【用語解説】ジョブ型雇用とは?メリット・デメリットや特徴を解説

記事更新日: 2020/08/19

ライター: しゅんてぃー

この記事を書いた人
しゅんてぃー
26歳パラレルワーカー。
新卒で就職するも、週5日半日以上会社のために働くことに違和感を感じ退職。
退職後半年間ほど物販で生計を立てた経験あり。
現在は令和時代の生き方をテーマにライター、イベント運営等で活動中。
この記事の結論
  • コロナの影響で今までの働き方が変わりつつある今、ジョブ型雇用は世相にマッチした雇用形態である
  • ジョブ型雇用はスキル重視の人にはおすすめできる働き方

しゅんてぃー

こんなニュースをちらほら見かけます!

 

この記事ではそんな「ジョブ型雇用」について基礎から詳しく解説します。

ジョブ型雇用とは

ジョブ型雇用とは、会社が求める特定の職務(ジョブ)に対してそれを遂行できる人材を募集・採用する雇用形式のことです。

「ジョブ型」では即戦力かつ専門スキルを重視して採用が行われます。

一方、日本の多くの企業で行われている総合職採用は「メンバーシップ型」と呼ばれています。

「メンバーシップ型」では職務内容や勤務地等を限定せず、スキルよりもその会社に合うかどうかで雇用されます。

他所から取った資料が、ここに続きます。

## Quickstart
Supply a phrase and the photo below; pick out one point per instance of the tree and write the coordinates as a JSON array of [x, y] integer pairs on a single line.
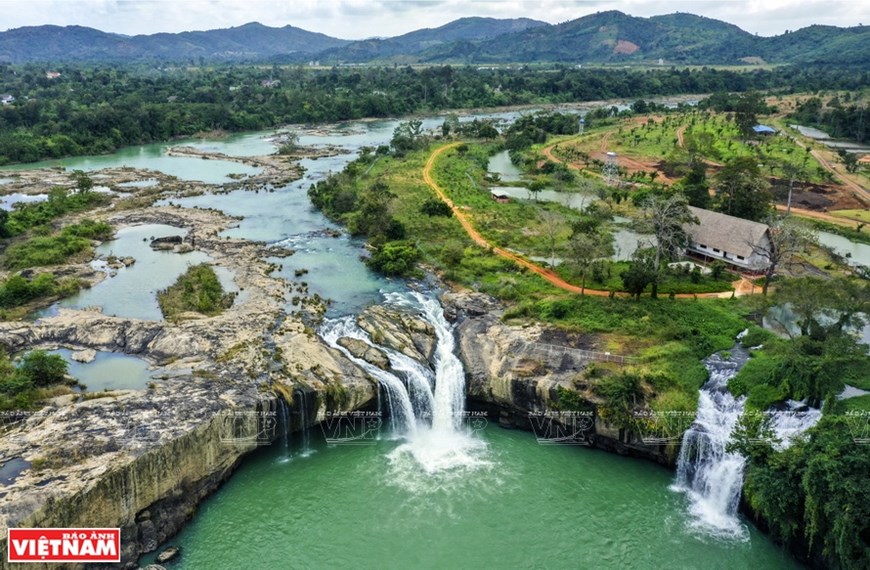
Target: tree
[[695, 186], [535, 186], [745, 113], [289, 143], [850, 159], [83, 182], [395, 258], [640, 273], [434, 207], [42, 368], [450, 125], [786, 238], [587, 249], [408, 136], [667, 217], [552, 226], [824, 307], [741, 190]]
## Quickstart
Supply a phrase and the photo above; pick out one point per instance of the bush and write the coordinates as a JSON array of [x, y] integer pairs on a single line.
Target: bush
[[56, 249], [395, 258], [433, 207], [43, 369], [199, 290]]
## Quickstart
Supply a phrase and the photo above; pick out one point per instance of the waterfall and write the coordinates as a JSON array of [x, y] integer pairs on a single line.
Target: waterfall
[[303, 422], [398, 399], [450, 376], [711, 477], [792, 422], [285, 422], [416, 394]]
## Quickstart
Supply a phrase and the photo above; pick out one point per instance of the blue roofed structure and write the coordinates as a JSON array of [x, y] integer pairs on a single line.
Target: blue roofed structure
[[764, 130]]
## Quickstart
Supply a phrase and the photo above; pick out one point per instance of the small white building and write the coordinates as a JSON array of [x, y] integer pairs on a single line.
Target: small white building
[[726, 238]]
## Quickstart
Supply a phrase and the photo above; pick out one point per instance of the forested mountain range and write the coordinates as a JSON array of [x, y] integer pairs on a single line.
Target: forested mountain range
[[605, 37]]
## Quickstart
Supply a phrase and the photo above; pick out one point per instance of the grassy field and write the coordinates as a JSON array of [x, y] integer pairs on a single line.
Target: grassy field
[[860, 215], [670, 337]]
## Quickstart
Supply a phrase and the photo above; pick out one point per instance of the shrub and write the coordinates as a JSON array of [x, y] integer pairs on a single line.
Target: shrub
[[433, 207], [395, 258], [198, 290]]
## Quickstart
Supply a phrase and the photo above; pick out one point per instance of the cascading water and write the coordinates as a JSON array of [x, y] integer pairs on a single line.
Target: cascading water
[[303, 423], [429, 448], [398, 400], [711, 477]]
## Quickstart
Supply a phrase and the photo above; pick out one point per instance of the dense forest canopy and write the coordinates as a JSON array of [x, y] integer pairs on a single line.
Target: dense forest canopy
[[91, 110]]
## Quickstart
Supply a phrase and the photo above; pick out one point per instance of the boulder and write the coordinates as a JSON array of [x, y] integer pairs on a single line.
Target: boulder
[[168, 554], [84, 356], [166, 242], [364, 351]]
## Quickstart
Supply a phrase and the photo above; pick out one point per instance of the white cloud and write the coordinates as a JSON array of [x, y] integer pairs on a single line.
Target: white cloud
[[355, 19]]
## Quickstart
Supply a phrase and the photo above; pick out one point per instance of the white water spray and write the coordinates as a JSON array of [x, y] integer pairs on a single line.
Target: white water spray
[[711, 477], [442, 446]]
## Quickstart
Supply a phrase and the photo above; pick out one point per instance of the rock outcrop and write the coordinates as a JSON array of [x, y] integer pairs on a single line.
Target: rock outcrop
[[364, 351], [521, 374], [399, 329]]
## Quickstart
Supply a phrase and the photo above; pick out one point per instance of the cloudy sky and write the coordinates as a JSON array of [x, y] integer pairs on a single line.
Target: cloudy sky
[[356, 19]]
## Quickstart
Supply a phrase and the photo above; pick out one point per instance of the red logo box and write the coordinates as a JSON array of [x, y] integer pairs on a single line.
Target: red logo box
[[64, 545]]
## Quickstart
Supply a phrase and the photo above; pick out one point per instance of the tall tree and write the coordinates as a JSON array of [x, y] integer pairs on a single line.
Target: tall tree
[[786, 238], [695, 186], [741, 190], [667, 218], [586, 249], [640, 273]]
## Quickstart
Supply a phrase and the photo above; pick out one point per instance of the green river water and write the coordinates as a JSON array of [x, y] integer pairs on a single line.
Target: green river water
[[513, 504], [521, 505]]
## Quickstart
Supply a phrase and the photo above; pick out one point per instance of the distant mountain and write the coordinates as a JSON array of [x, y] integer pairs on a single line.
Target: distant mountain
[[612, 37], [821, 44], [252, 41], [464, 29], [605, 37]]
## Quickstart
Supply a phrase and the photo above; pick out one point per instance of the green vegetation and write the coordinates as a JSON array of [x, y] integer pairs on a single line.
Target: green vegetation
[[199, 290], [816, 364], [37, 375], [813, 496], [59, 203], [17, 290], [838, 118], [826, 512], [93, 110], [57, 248]]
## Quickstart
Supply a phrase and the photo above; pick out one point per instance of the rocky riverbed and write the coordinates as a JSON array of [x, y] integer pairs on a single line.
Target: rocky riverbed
[[142, 460]]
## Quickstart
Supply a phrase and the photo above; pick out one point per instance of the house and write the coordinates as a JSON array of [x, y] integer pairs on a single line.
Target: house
[[764, 130], [729, 239], [499, 196]]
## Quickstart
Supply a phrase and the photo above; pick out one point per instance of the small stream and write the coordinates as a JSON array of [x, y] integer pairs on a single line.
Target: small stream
[[429, 491]]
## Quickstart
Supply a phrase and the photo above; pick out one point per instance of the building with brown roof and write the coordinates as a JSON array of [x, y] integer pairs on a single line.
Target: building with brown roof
[[732, 240]]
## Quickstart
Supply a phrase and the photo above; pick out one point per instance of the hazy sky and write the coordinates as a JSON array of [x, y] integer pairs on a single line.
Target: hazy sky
[[355, 19]]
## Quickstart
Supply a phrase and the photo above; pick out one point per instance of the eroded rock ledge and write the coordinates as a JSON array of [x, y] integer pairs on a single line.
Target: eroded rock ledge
[[517, 373]]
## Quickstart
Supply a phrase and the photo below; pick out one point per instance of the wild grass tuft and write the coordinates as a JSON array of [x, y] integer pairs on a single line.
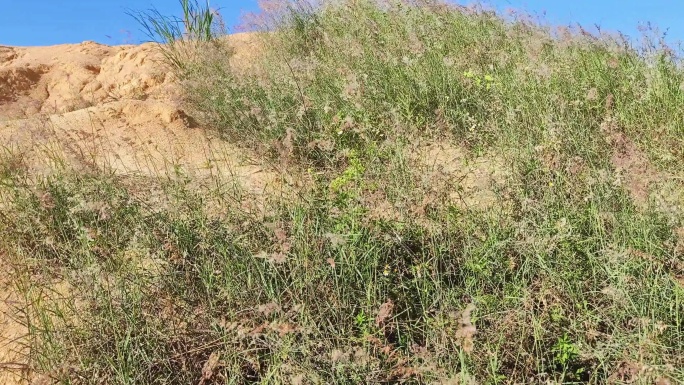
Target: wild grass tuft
[[481, 201]]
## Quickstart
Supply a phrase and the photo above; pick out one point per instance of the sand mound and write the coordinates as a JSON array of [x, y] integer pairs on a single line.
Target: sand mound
[[100, 107], [109, 107]]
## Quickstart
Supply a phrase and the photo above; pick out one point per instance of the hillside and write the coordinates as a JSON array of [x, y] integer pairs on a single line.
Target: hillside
[[407, 193]]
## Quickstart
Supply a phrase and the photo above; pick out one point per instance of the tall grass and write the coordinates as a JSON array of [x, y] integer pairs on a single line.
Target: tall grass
[[180, 38], [380, 271]]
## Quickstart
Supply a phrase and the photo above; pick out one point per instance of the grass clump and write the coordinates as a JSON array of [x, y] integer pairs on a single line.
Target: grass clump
[[382, 269]]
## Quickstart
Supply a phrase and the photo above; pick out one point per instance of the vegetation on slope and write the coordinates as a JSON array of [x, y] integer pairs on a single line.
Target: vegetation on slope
[[380, 270]]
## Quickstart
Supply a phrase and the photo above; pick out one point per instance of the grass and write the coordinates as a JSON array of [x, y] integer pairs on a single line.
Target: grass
[[380, 271]]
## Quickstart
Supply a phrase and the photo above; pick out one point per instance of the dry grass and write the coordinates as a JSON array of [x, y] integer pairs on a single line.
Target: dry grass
[[482, 204]]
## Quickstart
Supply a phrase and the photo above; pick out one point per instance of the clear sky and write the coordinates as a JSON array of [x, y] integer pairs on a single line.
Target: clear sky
[[46, 22]]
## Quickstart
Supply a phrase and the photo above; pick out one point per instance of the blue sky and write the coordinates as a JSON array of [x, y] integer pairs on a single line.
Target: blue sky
[[47, 22]]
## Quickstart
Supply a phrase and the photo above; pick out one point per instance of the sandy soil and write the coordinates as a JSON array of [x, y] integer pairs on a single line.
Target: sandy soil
[[104, 107]]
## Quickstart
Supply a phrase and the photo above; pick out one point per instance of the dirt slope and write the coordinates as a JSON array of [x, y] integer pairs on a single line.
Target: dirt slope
[[98, 107]]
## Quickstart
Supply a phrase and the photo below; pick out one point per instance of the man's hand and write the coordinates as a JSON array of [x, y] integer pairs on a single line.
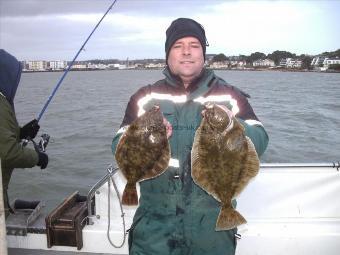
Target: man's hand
[[29, 130], [43, 160], [168, 127]]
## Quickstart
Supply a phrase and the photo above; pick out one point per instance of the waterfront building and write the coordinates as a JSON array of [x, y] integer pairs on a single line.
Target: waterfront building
[[57, 65], [331, 61], [318, 61], [36, 65], [293, 63], [264, 63]]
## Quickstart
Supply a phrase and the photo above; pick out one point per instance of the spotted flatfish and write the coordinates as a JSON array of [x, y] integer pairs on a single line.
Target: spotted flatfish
[[143, 152], [223, 161]]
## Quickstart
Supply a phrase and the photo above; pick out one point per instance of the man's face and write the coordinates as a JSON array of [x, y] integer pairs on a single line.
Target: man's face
[[186, 58]]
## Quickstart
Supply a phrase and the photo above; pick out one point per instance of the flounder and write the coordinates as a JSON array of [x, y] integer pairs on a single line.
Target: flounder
[[143, 152], [223, 160]]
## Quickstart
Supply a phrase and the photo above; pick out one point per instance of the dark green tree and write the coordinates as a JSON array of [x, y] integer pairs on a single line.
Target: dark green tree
[[306, 61], [255, 56], [277, 55], [219, 58]]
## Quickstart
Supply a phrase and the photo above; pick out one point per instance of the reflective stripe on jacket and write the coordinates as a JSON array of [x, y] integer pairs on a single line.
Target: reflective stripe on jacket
[[175, 216]]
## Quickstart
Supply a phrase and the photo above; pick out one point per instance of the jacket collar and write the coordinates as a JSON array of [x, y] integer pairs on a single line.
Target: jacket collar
[[197, 88]]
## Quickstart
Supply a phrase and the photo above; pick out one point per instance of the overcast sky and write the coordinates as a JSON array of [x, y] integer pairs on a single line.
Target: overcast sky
[[135, 29]]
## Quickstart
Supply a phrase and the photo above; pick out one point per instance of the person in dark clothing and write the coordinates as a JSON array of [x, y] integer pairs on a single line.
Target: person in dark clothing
[[12, 153], [176, 216]]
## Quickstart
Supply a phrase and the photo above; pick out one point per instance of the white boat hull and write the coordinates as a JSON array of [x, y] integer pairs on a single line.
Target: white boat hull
[[289, 209]]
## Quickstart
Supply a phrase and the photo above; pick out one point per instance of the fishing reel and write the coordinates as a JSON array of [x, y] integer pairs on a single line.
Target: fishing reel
[[41, 146], [44, 139]]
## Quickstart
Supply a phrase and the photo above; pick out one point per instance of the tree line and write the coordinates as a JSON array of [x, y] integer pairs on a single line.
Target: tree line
[[276, 56]]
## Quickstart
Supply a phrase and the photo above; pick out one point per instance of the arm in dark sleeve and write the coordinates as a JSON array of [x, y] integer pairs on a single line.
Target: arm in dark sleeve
[[253, 127], [12, 154], [131, 113]]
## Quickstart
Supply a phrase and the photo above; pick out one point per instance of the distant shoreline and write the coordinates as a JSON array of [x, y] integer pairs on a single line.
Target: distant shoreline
[[217, 69]]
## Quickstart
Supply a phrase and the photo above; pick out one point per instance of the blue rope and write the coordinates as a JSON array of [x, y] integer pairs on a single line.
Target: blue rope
[[70, 65]]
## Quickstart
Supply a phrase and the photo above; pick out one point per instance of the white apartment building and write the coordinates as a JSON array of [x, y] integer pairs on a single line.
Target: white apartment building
[[36, 65], [331, 61], [293, 63], [317, 61], [290, 63], [264, 63], [57, 65]]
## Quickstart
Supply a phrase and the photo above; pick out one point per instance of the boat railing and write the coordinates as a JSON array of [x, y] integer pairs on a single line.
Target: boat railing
[[110, 172]]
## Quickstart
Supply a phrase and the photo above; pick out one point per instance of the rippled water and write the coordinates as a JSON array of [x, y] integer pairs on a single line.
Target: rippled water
[[300, 111]]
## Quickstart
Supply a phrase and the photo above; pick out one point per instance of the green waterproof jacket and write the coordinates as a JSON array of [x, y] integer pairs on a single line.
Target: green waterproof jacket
[[12, 154], [176, 216]]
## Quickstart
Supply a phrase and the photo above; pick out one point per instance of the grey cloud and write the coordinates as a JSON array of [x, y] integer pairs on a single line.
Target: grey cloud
[[10, 8]]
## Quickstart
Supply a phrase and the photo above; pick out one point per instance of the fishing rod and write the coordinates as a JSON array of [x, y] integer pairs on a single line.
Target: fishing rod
[[68, 69]]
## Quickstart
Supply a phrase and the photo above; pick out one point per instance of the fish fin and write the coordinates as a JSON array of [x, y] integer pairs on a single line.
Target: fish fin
[[130, 196], [251, 168], [195, 165], [229, 218], [160, 165]]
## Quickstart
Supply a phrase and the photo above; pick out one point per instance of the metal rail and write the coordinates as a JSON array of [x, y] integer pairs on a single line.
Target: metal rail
[[285, 165], [110, 172]]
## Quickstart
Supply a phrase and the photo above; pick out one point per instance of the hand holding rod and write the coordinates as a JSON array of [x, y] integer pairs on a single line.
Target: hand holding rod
[[67, 70]]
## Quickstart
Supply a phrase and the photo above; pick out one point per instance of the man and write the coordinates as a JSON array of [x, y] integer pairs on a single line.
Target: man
[[175, 216], [12, 153]]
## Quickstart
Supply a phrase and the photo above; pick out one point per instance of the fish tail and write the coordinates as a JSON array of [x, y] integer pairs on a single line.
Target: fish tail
[[229, 218], [130, 196]]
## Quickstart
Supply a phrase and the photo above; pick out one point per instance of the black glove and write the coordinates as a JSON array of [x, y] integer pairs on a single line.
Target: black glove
[[43, 160], [29, 130]]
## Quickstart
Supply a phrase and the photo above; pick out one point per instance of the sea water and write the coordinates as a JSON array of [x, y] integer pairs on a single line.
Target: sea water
[[300, 111]]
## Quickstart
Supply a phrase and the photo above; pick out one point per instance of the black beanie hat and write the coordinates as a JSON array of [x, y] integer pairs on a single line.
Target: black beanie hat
[[184, 27]]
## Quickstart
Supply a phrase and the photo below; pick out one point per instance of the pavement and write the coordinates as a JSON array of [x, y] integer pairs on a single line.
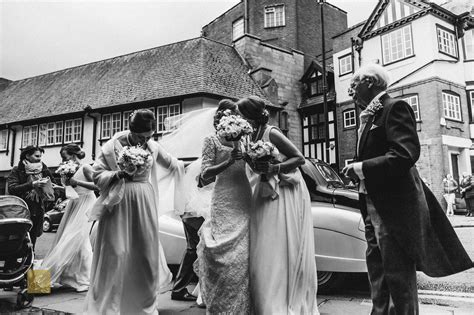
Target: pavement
[[65, 301], [460, 282], [447, 295], [461, 221]]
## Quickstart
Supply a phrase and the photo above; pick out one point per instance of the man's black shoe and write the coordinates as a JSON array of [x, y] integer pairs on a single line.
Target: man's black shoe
[[184, 295]]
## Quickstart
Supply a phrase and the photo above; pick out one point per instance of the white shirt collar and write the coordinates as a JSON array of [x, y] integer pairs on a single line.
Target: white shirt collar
[[378, 96]]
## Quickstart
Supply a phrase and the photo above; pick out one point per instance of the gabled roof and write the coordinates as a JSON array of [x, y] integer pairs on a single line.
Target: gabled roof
[[315, 65], [193, 66], [389, 14], [389, 11]]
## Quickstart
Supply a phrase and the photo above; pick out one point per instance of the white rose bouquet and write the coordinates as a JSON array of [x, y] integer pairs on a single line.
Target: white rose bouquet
[[134, 160], [262, 151], [233, 127], [67, 169]]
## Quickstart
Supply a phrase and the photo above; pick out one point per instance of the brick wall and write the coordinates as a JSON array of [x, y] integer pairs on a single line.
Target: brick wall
[[283, 36], [309, 36], [286, 69], [433, 163], [347, 138], [302, 29], [221, 28], [343, 40]]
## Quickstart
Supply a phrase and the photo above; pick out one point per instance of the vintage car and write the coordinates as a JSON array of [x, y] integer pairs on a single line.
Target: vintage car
[[338, 227]]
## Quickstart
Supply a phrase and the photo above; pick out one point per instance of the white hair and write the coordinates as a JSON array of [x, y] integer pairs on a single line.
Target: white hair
[[378, 74]]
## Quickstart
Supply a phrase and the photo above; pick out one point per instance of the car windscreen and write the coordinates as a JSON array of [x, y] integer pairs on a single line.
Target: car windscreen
[[329, 174]]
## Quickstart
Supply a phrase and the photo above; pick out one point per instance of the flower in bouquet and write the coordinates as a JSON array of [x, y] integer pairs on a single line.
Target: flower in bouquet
[[134, 160], [232, 127], [262, 151], [67, 169]]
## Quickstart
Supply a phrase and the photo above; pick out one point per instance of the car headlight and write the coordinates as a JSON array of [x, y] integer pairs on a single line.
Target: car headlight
[[361, 224]]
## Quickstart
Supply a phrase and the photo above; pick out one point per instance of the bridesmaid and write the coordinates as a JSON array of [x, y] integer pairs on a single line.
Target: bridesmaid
[[70, 257], [283, 277], [128, 261]]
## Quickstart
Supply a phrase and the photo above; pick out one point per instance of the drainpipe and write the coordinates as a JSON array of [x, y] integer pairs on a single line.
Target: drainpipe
[[246, 17], [88, 111], [12, 157]]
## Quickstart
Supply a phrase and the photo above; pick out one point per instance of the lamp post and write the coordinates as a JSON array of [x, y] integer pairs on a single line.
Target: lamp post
[[325, 87]]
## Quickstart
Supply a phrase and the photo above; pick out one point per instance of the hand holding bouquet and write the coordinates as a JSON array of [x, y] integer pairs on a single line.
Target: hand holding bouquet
[[134, 160], [232, 127], [67, 170], [262, 153]]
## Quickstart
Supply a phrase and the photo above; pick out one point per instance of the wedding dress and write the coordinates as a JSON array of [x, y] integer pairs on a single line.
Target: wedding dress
[[222, 264], [283, 277]]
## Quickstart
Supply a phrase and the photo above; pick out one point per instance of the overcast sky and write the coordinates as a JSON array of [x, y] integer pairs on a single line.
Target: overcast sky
[[39, 36]]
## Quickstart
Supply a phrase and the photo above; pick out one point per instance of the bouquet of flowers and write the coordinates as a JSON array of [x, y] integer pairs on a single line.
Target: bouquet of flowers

「メンバーシップ型」は会社に人を合わせるのに対し、「ジョブ型」は仕事に人を合わせるという考え方の雇用制度と言えます。

ジョブ型雇用が注目されている背景

2020年のはじめに経団連は「日本型の雇用」の見直しを提言しました。

そこでは

  • デジタル化が進み経済がグローバル化しているなか、終身雇用や年功序列型の給与制度は時代にあっていない
  • ジョブ型雇用をうまく組み合わせることが必要

ということが発信されました。

しゅんてぃー

動画で見たい方は下記をご覧ください!

しゅんてぃー

なぜジョブ型雇用の導入が提言されたのかその理由を深堀りします

その理由は大きく2つあります。

ジョブ型雇用導入の背景
  • 人手不足への対応
  • 多様化する働き方への対応

人手不足への対応

多くの企業は人手不足に悩まされています。

それは単純に日本の人口が減っていくことからも明らかです。

日本の人口は2004年の1億2784万人をピークに、2050年には9515万人まで減少すると言われています。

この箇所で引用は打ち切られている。